A significant portion of Banff National Park’s old growth forest will be set afire this fall in an effort to restore crucial habitat for the area’s grizzly bears.
An 800-hectare area around Baker Creek will be set ablaze sometime between Labour Day and Halloween as a means of rehabilitating the natural landscaping and attracting hungry bears that have been roaming near the Lake Louise townsite.
“The primary objective in Banff for some time has been to improve the grizzly bear habitat in the upper Baker Creek area,” said Rick Kubian, fire vegetation specialist for Lake Louise, Yoho and Kootenay.
The prescribed burn is the first to be undertaken in the area, which has not seen a natural fire since the late 1800s. As such, most of the area – the size of 320 football fields – is made up of mature pine forest.

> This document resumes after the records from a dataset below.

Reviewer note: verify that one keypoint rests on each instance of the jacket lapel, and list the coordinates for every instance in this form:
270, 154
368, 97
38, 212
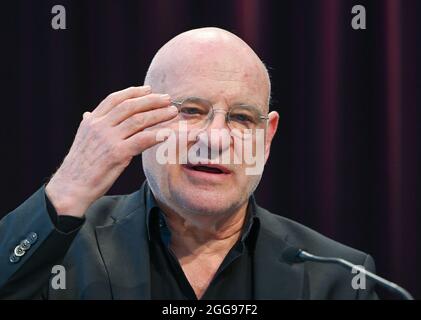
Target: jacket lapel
125, 250
275, 278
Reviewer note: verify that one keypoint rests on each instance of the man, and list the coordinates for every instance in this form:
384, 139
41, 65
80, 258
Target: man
193, 231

The south-eastern portion of the area, in which the forest is thinner and leads into a rock slope, will be used as a guard to ensure the fire does not burn out of control.

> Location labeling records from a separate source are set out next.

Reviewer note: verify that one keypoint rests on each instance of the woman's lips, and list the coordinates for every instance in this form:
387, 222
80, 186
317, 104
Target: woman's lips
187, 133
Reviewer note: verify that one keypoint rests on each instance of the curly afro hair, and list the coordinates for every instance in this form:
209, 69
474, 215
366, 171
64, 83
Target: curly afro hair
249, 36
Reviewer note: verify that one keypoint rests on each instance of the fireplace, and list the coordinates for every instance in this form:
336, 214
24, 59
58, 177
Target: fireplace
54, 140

Fire Specialist Jean Morin, who is organizing the burn, said he is confident the “boulder areas” will ensure the prescribed burn remains safe, and describes the project as a long-term vision for the area.
“We want to make sure we’re strategic when we do these things, to help us for ecological integrity, but also to keep the facilities safe,” he said, adding the creek itself will prevent the fire from spreading in the other direction.
Forest fires naturally rejuvenate habitat for animals by allowing old forested areas to see a resurgence in plant and tree growth. Officials estimate the Baker Creek area – one of several sites for prescribed burns in the national parks this year – will become lush habitat for grizzlies in 15 years.
“This will be a pretty popular spot for wildlife after the burn,” said Kubian.
Kubian added officials will wait until wind and weather conditions are right before beginning the burn. Ideal conditions would include several days of dry weather in advance of the burn, as well as consistent wind blowing to the east in order to minimize the impact on surrounding areas. However, Baker Creek Chalets, which are only two kilometres from the edge of the burn area, will likely be affected by the project.
According to Parks Canada literature, smoke from a prescribed burn would not have an adverse impact on human health, nor would it contribute to global warming.
In addition to restoring grizzly bear habitat, the project aims to reduce the number of trees susceptible to mountain pine beetle and contribute to re-establishing the historic fire cycle in Banff National Park.
A large area of forest (shaded) east of Baker Creek near Lake Louise is set to be burned to create a fuel reduction area in an attempt to suppress future wild fires. The Bow River, Baker Creek Chalets, and Bow Valley Parkway can be seen in the foreground.